My Roommate is a Detective (民国奇探; Min Guo Qi Tan) is a Chinese detective show that takes place in the 1920s in Shanghai and follows Lu Yao (portrayed by Hu Yitian), a Cambridge math and medical science graduate, as he becomes the most famous detective in town and makes enemies of influential people who will try time and again to go against him.
Co-protagonist is inspector Qiao Chusheng (portrayed by Zhang Yunlong), a former gang member under the protection of Mr. Bai and the man who first sees Lu Yao’s potential as a detective when Lu Yao loses his former job. Qiao Chusheng dotes on Lu Yao and the two form a deep bond.
The thing that drew me to the show was the visuals (thanks to my friend Ash who posted gifs and screenshots), and how could they not:
When I first started I immediately liked it for its dry humor and I knew I would love it, especially Lu Yao’s character is such a fun protagonist despite almost never laughing, and his chemistry with Qiao Chusheng is simply through the roof.
The cases are interesting to see unfolded by the masterful Lu Yao, whose OCD make him chase detail after detail to find the true culprit. I don’t watch a lot of detective shows but I always like the part when finally everything gets uncovered in a typical “everyone gather up for the murderer reveal” fashion, and it’s fun to see if I could spot it beforehand (I think I only managed two or three times). Since I mentioned his OCD, Lu Yao also has dyslexia, as far as representation goes.

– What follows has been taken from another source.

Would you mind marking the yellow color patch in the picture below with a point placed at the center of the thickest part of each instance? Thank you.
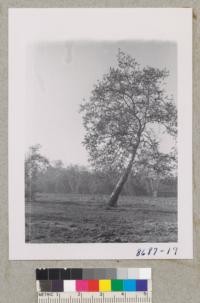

The third member of the main cast is Bai Youning, a reporter whose father is none other than Mr. Bai, one of the main mafia bosses in Shanghai. She’s portrayed by Xiao Yan and pictured above. She helps with the cases (when she’s not hindering them with her poor and gossip-like reporter skills) and is, unfortunately, Lu Yao’s roommate.
I have a lot of negative feelings about Bai Youning and before I talk about them I want to say I appreciate how, at least on the surface, she represents an independent woman who relies on her job since she wants nothing to do with her father or his way of life, at least in the beginning.
Before I talk more about this I want to say that when I started this show I was under the (wrong) impression that this was an adaptation of a BL (m/m) novel which had gone through censorship due to China’s laws. It turned out I was wrong in the sense that the show is original material and there is no novel, but I was still (most likely) right in assuming the script had been heavily modified to fit censorship, but was (probably, since there is no proof) originally written as BL between Qiao Chusheng and Lu Yao.
This video review pretty much solidified this conviction of mine. Basically, because of censorship or other reasons, Bai Youning was added in a later version of the script, and that’s why her character feels so underdeveloped and highly contradictory with herself. She’s basically written to fill a role that was probably meant to be all taken by Qiao Chusheng, including the romance with Lu Yao (which would have had to be implicit in case they managed to avoid a female love interest). By far the biggest giveaway is the English title, which seems to be from Bai Youning’s point of view, when she’s really not the point of view character at all.
Now, I know it’s murky waters to call queerbait something that by law is to be subject to censorship, especially from someone like me who lives comfortably where there are no such laws, so that is not my intention here. I also tried really hard to analyze why Bai Youning has always bothered me as a character, and I concluded it’s not because of internalized misogyny but because her character is written so poorly and so all over the place. She’s also very physically abusive and generally awful to Lu Yao, and it’s not cute.
While I won’t call the show queerbait in general for the reasons stated above, I will also say that there are scenes that somehow passed censorship, where the creators of the show couldn’t resist showing off the potential that Lu Yao and Qiao Chusheng could have if their relationship had been allowed to evolve in a different direction:
I will admit that this show wasn’t perfect and that I really wish a lot of things had been different, even within the limits that censorship inevitably sets. After all, The Untamed came out just one year ago and it managed to not add a female love interest, even if the m/m romance had to stay implicit.
Regardless, the two male leads have incredible chemistry whether you choose to ignore canon and see them as romantic or just see them as friends, and both actors worked really hard on their roles, stepping out of the comfort zones they had created for themselves in their career, and did a wonderful job.
The show is free to watch with English subtitles on the iQiyi app or on viki. I had so much fun watching it despite the few problems I had with it and I think it’s worth giving it a try if you like classic detective shows with clever know-it-alls. You’re guaranteed to fall in love with the two male leads at least, and have a good time even if all you care about are the murders and their unraveling.